One needn’t be a socialist, or even believe in the need for greater equality of incomes, to see that there is something wrong when individuals are expected to make enormous outlays for private vehicles because the government is not able to provide a decent transport system. The situation becomes even more absurd when we remember that we produce cars not for transport but for jobs.
What if, rather than bailing out the auto industry, the government were to create employment through expanding public services: better public transit, sidewalks, and bicycle routes; more and better parks and playgrounds and other public spaces; better schools and health care, and so on? Rather than simply working to earn a wage to buy all that is needed to survive, while the job itself destroys the future base of the economy by eating up natural resources and destroying the environment, one could work at a job that increases overall wealth.

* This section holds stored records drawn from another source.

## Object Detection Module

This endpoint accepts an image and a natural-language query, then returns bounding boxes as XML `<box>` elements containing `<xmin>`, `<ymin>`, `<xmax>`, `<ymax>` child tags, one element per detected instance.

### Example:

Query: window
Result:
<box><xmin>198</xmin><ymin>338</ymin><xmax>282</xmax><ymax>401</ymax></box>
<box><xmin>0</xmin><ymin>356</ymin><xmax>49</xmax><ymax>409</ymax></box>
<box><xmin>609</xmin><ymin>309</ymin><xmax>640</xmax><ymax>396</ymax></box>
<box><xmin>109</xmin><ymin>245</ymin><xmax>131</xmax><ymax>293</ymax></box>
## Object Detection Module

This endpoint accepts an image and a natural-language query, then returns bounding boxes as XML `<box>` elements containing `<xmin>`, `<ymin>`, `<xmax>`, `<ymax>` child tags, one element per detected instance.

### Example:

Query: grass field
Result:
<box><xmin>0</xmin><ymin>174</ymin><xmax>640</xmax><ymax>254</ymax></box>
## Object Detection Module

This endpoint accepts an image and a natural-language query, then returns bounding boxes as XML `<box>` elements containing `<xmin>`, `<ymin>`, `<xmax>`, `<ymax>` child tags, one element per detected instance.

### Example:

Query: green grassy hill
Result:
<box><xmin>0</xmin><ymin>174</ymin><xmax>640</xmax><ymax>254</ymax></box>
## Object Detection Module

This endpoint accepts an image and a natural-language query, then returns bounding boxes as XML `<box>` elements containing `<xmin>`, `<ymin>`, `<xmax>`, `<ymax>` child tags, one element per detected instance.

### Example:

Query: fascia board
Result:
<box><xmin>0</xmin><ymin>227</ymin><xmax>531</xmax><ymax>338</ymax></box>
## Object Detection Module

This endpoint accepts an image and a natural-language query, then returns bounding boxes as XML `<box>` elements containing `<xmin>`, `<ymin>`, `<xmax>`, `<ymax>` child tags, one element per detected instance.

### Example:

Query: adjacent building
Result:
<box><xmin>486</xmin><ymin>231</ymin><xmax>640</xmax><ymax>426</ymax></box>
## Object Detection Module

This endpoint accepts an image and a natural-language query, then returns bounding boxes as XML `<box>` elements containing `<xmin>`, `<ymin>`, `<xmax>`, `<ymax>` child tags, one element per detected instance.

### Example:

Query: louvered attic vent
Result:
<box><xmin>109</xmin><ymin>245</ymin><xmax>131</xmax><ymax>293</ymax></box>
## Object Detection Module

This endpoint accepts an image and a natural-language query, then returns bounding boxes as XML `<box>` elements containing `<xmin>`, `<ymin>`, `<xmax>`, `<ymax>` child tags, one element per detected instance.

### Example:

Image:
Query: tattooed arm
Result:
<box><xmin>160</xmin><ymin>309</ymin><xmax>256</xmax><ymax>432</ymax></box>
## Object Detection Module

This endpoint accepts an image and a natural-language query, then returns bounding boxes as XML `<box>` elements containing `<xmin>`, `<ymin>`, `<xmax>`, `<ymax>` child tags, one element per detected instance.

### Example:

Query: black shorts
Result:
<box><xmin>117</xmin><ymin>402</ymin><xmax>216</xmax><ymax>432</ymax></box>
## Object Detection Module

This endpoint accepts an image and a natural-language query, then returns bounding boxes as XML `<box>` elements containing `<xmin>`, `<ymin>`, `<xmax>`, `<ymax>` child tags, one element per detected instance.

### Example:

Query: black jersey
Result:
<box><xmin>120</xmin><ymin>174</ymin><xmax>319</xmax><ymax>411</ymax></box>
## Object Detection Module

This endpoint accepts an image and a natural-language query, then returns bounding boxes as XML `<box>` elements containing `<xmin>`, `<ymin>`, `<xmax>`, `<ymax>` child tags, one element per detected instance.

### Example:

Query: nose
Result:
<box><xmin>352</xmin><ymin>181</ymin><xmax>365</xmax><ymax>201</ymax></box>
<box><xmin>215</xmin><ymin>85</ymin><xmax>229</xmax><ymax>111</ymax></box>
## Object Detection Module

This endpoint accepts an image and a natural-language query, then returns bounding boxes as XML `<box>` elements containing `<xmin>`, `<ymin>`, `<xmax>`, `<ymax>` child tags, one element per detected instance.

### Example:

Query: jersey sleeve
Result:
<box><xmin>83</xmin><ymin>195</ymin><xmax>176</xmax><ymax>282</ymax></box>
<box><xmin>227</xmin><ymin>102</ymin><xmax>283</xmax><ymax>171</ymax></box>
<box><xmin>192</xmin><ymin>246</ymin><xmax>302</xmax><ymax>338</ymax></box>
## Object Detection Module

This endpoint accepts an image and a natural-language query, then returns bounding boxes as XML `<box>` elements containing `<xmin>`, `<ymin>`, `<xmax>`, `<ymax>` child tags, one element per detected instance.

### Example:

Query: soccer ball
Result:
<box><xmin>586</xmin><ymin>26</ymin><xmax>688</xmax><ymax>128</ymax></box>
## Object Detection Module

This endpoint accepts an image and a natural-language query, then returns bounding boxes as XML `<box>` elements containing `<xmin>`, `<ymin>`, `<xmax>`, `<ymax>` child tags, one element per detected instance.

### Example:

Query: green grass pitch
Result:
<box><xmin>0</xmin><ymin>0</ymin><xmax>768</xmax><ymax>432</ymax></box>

What about those who still wish to drive? As Galbraith argues, “Automobile use in the central city…[and] random residential use of land are … cases where the advantage to the particular consumer is outweighed by the adverse effect on the community as a whole. In the past the presumption has favoured individual convenience even in face of larger social cost… The rational legislative decision requires the exclusion from consumption of products, services and technology where the social cost and discomfort are deemed to outweigh the individual advantages.” (JK Galbraith, Economics and the Public Purpose, p. 290-291) In other words, where the desires of major corporations interfere with the public good, it is the responsibility of government to act in the public interest: in this case, to ban the use of cars in the central city.
Could you use more Vacation?
As Galbraith (and Ivan Illich and the other authors) suggest and the European experience indicates, one could work a lot fewer hours, as well. (Ever wonder how the Europeans can afford their 36-hour work weeks and 6 weeks of annual vacation, not to mention generous maternal and paternal leave policies and an enviable range of social benefits? Sure, they own a lot of cars, but they drive an awful lot less than Americans and have infinitely better systems of public transport as well as conditions for walking and cycling. Hmm…almost enough to give one pause.) Rather than work hard to create products that nobody wants and that people must work hard to afford to buy, we could work a lot less to create a lot more useful wealth that we could share a lot more equally.
Given the evidence, it would seem likely that the only hope for future prosperity is in going carfree. The problem lies in learning how to talk back to the corporations and economists who would like to keep us in the dark about a few basic facts of economics, and in learning to see beyond our immediate crises. Overcoming our fear of economics and learning to talk back to those who would keep us down could prove liberating in the most intoxicating sense of all, by giving us the power to fulfil our dream of carfree cities.
Article and photo: Debra Efroymson, Regional Director, HealthBridge in Bangladesh
This article has also been translated into Japanese by our friends over at Realiser.org, check it out!













































2 Comments
“is there not something odd about building cars not for transport but for job creation?”
It’s not just odd, it’s crazy, thanks for saying it. This is the same concept I’ve expressed in an article about the current FIAT plant crisis in Sicily, titled “What should we do with the cars made in Termini Imerese?”
You can read that article at http://stop.zona-m.net/node/54
Thanks again for this piece!
Marco
Frederik Pohl wrote a collection of stories on this theme, collected in the book: “The Man who ate the World”.
The Waging of the Peace, in particular, highlights this cycle of consume, consume, consume.